Atira Women’s Resource Society is renovating a formerly notorious motel on King George Blvd. and hopes to reopen it this spring as a 23-room facility for homeless women and those at risk of homelessness.
It will be called Little’s Place after Santanna Scott-Huntinghawk, who was known as “Little” because she stood just over five feet tall and weighed 110 pounds.
She fatally overdosed on fentanyl on Nov. 30, 2016 in a tent hidden in some trees just off a busy Surrey street. Her story sparked intense debate about how a young person could die alone under such dire circumstances in the middle of B.C.’s
second largest city.
“We work with and house and support a lot of young women just like Santanna,” said Atira CEO Janice Abbott. “We thought (the name) would be a great way to both honour her and remind us constantly what our obligations are for youth and, in particular, for young Aboriginal women.”
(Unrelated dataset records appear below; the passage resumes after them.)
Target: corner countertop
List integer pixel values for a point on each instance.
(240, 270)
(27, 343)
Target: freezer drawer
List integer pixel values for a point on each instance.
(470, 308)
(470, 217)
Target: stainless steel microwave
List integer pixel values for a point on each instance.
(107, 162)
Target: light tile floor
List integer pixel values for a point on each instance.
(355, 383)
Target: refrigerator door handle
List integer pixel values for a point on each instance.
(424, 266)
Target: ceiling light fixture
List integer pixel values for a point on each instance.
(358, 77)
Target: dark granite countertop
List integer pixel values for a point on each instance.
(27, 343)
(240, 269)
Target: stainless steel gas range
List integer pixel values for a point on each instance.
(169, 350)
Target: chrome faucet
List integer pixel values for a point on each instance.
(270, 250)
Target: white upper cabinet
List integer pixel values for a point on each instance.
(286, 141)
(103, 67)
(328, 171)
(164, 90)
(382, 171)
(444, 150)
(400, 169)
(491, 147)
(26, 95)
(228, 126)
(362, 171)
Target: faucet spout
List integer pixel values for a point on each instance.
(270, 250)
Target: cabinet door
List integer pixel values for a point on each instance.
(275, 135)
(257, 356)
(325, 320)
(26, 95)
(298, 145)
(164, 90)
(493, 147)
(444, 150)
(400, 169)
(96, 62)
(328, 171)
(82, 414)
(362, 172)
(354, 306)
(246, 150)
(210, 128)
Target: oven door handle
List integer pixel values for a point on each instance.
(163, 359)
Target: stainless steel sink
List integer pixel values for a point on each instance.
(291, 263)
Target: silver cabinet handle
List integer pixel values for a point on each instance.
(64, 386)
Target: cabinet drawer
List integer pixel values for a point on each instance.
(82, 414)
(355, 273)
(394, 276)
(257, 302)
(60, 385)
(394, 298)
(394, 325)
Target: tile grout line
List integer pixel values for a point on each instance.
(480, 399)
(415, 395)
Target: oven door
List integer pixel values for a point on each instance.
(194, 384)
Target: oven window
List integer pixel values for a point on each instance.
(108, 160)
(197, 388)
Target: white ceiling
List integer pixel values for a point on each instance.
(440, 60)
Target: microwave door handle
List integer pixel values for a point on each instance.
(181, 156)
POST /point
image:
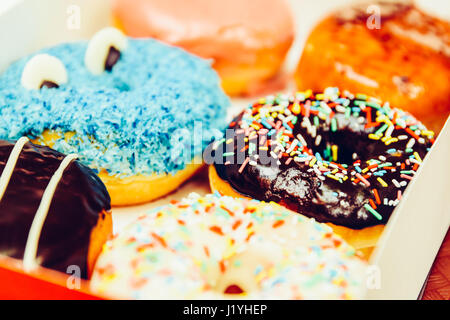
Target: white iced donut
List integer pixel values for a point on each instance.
(216, 247)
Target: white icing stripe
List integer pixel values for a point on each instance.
(29, 257)
(11, 164)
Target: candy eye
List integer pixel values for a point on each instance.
(43, 70)
(104, 50)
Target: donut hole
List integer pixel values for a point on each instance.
(233, 289)
(344, 146)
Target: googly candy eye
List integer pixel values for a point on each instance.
(104, 50)
(43, 70)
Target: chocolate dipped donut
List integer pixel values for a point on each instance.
(336, 157)
(54, 211)
(136, 111)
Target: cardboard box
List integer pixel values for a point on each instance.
(405, 251)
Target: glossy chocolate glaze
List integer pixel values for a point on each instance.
(79, 200)
(298, 187)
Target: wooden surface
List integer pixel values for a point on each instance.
(438, 285)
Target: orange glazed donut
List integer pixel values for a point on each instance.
(405, 59)
(247, 40)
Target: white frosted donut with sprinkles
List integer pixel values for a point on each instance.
(216, 247)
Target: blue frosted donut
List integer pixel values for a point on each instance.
(130, 121)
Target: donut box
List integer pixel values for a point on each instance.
(409, 243)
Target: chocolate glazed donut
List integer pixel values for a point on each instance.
(335, 157)
(78, 204)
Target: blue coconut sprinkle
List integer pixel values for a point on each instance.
(137, 119)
Many of the young women Atira helps have aged out of B.C.’s child welfare system at age 19, leaving them without access to most of the emotional and financial supports they had been receiving.
“Clearly having an abrupt cutoff of support at age 19 puts women at risk, particularly women who often haven’t had strong life skills,” Abbott said. “And not having enough housing puts women at risk.”
Savannah Scott said she was emotional and thrilled when Atira asked for permission to name the facility after her strong-willed, spunky little sister. “That’s so amazing,” she said Wednesday.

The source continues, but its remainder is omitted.